Hello,
I am using the CSV package to export a DataFrame. One of the columns has DataType Float64, so it get exported using scientific notation format and the software that reads it (SQL Server bcp) cannot read it properly. I have tried to use the typemap options, and I don’t think it is the right way.
Ideally, I would like to limit the number of decimal to 8 and write to CSV the number like in the following example:
1234567.1234567890123456
to
1234567.12345678
instead of
1.2345671234567890123456e6
Could you give more information? The Microsoft SQL bcp documentation says that scientific notation is supported, but it looks like it might need a sign after e, i.e. 1.23e+6 and not 1.23e6. If that’s the only problem, it would be easy to add the + via post-processing.
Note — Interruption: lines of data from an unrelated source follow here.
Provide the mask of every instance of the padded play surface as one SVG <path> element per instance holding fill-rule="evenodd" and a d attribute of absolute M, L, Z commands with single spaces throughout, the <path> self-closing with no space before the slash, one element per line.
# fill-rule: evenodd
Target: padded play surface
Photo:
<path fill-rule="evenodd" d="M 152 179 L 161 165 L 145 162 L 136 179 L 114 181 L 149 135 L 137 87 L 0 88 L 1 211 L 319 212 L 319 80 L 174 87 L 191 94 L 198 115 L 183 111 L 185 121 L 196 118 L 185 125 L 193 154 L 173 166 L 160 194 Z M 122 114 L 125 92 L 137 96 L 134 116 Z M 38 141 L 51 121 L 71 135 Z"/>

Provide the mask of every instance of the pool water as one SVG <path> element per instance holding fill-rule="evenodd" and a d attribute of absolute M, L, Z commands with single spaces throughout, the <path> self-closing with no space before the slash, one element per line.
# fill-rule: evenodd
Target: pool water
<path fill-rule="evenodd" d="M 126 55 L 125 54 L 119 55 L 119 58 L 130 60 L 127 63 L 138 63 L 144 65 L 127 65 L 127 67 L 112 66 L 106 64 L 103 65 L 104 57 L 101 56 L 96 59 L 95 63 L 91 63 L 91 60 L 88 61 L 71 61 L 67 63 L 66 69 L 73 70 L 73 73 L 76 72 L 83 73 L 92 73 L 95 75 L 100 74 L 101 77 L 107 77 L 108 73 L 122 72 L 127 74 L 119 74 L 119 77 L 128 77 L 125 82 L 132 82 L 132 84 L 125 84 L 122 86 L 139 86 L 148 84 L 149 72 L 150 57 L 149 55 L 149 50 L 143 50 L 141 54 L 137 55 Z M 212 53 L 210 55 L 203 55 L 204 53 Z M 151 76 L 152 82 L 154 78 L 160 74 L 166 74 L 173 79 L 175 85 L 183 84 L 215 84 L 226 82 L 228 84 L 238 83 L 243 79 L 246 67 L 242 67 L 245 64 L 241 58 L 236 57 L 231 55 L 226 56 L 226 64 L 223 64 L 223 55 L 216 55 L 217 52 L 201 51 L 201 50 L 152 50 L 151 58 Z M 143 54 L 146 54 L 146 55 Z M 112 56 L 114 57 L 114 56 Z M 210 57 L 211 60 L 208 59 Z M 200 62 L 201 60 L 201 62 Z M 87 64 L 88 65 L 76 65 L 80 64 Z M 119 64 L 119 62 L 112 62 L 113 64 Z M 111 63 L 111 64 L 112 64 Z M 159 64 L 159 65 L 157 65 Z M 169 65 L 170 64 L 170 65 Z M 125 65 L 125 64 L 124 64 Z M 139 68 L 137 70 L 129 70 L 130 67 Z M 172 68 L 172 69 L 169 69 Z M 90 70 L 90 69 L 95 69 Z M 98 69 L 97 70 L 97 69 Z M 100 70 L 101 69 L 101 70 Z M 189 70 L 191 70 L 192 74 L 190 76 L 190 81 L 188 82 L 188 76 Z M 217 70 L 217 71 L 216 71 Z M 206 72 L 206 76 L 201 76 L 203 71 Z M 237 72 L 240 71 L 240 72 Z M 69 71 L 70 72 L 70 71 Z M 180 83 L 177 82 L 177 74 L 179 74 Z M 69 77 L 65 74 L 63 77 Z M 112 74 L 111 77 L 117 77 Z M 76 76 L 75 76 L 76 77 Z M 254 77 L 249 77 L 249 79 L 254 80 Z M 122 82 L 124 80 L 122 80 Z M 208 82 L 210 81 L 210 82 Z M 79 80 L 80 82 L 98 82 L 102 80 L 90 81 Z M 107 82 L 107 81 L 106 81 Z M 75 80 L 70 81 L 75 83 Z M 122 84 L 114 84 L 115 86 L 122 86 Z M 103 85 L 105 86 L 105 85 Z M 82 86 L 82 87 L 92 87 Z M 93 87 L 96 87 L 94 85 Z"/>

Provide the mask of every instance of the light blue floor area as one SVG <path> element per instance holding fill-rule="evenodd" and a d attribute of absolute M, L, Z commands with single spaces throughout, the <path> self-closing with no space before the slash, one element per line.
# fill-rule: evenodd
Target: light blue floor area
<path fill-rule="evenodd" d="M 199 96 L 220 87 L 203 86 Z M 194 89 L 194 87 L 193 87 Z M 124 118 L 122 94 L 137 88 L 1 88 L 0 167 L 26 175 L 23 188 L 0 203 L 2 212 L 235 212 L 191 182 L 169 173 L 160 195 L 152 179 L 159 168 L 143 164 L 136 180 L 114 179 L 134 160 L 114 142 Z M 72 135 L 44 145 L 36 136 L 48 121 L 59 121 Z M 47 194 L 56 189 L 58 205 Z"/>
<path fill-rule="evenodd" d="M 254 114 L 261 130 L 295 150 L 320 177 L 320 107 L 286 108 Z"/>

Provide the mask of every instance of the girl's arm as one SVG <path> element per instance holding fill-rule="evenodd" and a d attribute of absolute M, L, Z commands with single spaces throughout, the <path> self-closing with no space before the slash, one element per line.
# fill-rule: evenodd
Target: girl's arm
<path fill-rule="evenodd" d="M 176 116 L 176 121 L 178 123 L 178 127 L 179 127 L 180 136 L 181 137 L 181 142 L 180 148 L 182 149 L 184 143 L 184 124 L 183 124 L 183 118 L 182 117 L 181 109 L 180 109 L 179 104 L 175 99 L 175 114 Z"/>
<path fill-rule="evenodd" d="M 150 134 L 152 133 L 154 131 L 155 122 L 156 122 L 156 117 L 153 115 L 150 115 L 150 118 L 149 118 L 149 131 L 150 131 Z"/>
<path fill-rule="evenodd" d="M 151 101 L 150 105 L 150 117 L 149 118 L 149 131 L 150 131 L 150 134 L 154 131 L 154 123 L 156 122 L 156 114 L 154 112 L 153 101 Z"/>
@stevengj, you are indeed right, BCP does not have issues with the scientific notation (regardless of ± sign)
The issue I am facing is caused by the target field which is a DECIMAL(26,8) in the database. In the CSV file generated it is much longer as it comes from a Float64.
Something like this will fail:
Steve,
That is what we have in place right now and I am trying to replace it with something more performant.
The CSV package is ~y times faster than the rows/columns loop
Tom,
I edited the existing code to use the package you recommended.
Before it was using @sprintf (see the commented code).
fmt = "%.8f"
open(file_path1,"w") do f
for irow in 1:size(df)[1]
for icol in 1:size(df)[2]
if typeof(df[irow,icol]) == Float64
#write(f, @sprintf "%0.8f" df[irow,icol])
write(f, cfmt(fmt, df[irow,icol]))
else
write(f, string(df[irow,icol]))
end
write(f, ",")
end
end
The results are not what I expected as the execution time went from
17.255884 seconds
to
423.600634 seconds
So please let me know if I did something wrong in the above code.
ps With the CSV library it takes just ~2.5 seconds
Steve,
Thanks for the advice - I implemented the changes you recommended, unfortunately the impact is very low, in the range of a second.
I tried to remove the @printf(f, "%0.8f", ...) and the execution time went down to ~7 seconds! Which is still twice slower than the CSV… and not valid for my BCP job…
This way the column contents are already truncated to fit the database DECIMAL(26, 8) data type we have in the database, so the BCP will not complain about the length anymore. The CSV.write() does not provide formatting flexibility, so adapting the input is, at least for now I think, the way to go.
Good question. I haven’t tested in months but now Printf is a lot faster than before! There must have been huge improvements recently.
Here’s my test result:
julia> x = rand(100_000);
julia> foo(x) = open("/tmp/test.csv", "w") do f
for v in x
@printf(f, "%16.8f\n",v)
end
end
foo (generic function with 1 method)
julia> goo(x) = open("/tmp/test2.csv", "w") do f
fspec = FormatExpr("{:16.8f}")
for v in x
printfmtln(f, fspec, v)
end
end
goo (generic function with 1 method)
julia> @btime foo($x)
36.167 ms (11 allocations: 688 bytes)
julia> @btime goo($x)
52.566 ms (500032 allocations: 9.92 MiB)